By implementing these strategies, healthcare providers can mitigate code 96 and reduce the number of denials related to non-covered charges.
The steps to address code 96 are as follows:
1. Review the claim details: Carefully examine the claim to determine which charge(s) have been marked as non-covered. This will help you understand the specific services or procedures that are being denied.
2. Verify the Remark Code: Check the remittance advice or explanation of benefits (EOB) for the presence of a Remark Code. This code will provide additional information about why the charge(s) have been denied.
3. Understand the denial reason: Analyze the Remark Code to understand the exact reason for the denial. It may indicate that a required code is missing or that the charge is not covered under the patient's insurance plan.
4. Check for NCPDP Reject Reason Code: If the Remark Code refers to the NCPDP Reject Reason Code, locate this code in the claim documentation. This will provide further insight into the specific reason for the denial.
5. Review the 835 Healthcare Policy Identification Segment: If the Remark Code suggests referring to the 835 Healthcare Policy Identification Segment, locate this segment in the claim documentation. It may contain additional information or guidelines related to the denial.

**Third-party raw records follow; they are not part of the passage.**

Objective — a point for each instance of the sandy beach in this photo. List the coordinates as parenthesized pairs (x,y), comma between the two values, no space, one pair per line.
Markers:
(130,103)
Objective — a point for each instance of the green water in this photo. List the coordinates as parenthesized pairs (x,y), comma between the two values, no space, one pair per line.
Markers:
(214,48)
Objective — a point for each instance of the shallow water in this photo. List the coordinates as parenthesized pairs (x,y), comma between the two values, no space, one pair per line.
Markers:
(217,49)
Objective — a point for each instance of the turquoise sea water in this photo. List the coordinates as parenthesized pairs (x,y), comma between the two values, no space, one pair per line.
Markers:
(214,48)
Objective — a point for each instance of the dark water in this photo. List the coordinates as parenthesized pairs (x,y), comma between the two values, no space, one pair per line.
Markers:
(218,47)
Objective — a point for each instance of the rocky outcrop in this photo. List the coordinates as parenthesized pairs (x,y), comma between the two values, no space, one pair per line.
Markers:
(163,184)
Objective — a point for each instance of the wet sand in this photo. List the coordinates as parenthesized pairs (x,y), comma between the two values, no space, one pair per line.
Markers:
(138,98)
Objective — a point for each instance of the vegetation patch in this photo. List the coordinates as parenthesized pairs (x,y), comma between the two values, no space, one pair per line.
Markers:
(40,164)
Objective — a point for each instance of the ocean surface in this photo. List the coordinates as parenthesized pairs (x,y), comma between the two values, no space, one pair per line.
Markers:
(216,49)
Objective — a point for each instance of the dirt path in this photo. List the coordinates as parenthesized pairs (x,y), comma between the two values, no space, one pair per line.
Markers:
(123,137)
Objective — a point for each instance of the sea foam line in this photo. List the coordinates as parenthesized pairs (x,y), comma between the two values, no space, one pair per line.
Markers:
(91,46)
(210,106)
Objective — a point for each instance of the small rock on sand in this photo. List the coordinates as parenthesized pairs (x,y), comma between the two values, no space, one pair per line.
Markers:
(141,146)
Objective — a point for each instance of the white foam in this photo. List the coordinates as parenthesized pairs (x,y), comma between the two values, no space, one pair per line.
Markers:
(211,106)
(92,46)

6. Take corrective action: Based on the information gathered, take the necessary steps to address the denial. This may involve resubmitting the claim with the correct codes, providing additional documentation, or appealing the denial if appropriate.
7. Document the resolution: Keep a record of the actions taken to address the denial. This will help in case of future inquiries or audits.
By following these steps, healthcare providers can effectively address code 96 denials and work towards resolving the issue to ensure proper reimbursement for the services provided.